Estate planning today also accounts for digital assets

by | Jul 3, 2014 | Estate Planning |

In Texas and worldwide, the technology revolution has caused many old paradigms to fall away in the face of changing abilities and opportunities. In estate planning, a new area of digital assets is becoming more defined, while rules and procedures to appropriately process these assets during life and after death are developing. The estate planning process now includes making sure that one provides for the administration of his or her digital assets as well as the more traditional ones.

Some digital assets may have sentimental value only, whereas others may have economic worth. They may include photographs, personal poetry or books, family histories and ancestral trees, along with online bank accounts, PayPal accounts and other financial records.

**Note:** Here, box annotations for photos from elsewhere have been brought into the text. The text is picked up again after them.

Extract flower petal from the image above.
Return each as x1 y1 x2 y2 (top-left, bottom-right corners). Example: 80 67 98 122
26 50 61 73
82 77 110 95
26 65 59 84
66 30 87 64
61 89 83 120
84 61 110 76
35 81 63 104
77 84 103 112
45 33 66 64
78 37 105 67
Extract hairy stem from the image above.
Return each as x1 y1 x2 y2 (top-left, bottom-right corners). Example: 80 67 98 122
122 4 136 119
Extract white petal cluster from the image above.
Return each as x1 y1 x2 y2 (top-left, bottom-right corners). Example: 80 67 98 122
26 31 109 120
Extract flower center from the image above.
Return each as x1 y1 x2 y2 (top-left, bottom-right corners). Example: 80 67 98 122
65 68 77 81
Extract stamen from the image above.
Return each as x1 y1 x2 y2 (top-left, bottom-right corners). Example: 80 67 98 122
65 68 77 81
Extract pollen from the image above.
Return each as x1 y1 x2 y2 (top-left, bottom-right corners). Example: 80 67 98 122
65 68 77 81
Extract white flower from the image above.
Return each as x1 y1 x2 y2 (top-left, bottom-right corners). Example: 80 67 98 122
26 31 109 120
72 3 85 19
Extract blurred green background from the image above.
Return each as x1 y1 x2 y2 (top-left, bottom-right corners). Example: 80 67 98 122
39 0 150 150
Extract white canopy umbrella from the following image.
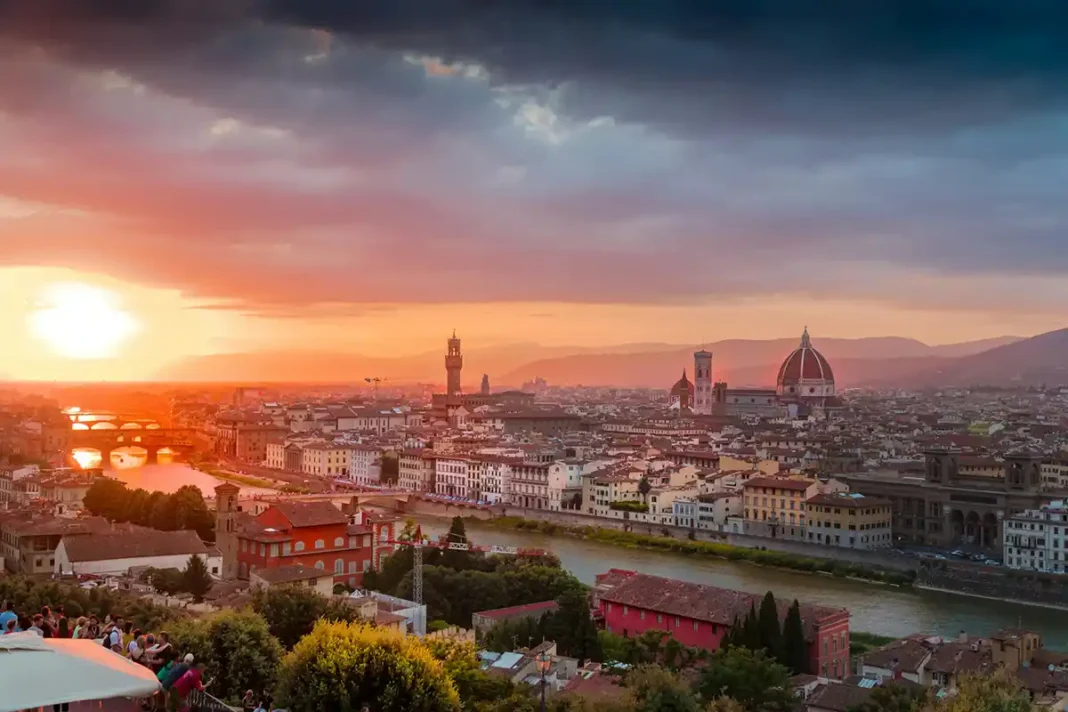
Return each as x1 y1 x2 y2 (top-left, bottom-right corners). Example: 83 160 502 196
0 633 159 712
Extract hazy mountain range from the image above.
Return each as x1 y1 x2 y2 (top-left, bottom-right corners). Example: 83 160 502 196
159 329 1068 390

Other assets may include social media pages, domain names, bill payment services and records, email records and other miscellaneous items.

In one survey, people valued their online digital assets at an average worth of $55,000. It’s important to have all of your online information documented and turned over to your estate planning attorney when going over the preparation of a new plan. Alternatively, for those with existing estate plans, one should accumulate the information and take it to the attorney to update the plan. It’s best to let an experienced professional determine which online documents are of economic value or importance.

Additionally, sentimental items can be documented and provided separately to one’s executor or next of kin, with a separate letter of instructions on how to distribute or preserve such mementos. Furthermore, one’s passwords and other access information should be given to the appropriate persons. It’s entirely unnecessary to have your attorney, executor or others spending time and maybe money in trying to access or retrieve your materials.

Some experts in the field also recommend appointing a separate digital executor in your will or trust documents. This can be the same person, but in some cases, it may be more prudent to appoint a person whom one knows to be technologically proficient as well as trustworthy. Estate planning in Texas and nationwide is thus in a state of rapid change and adjustment necessitated by our increased technological capabilities.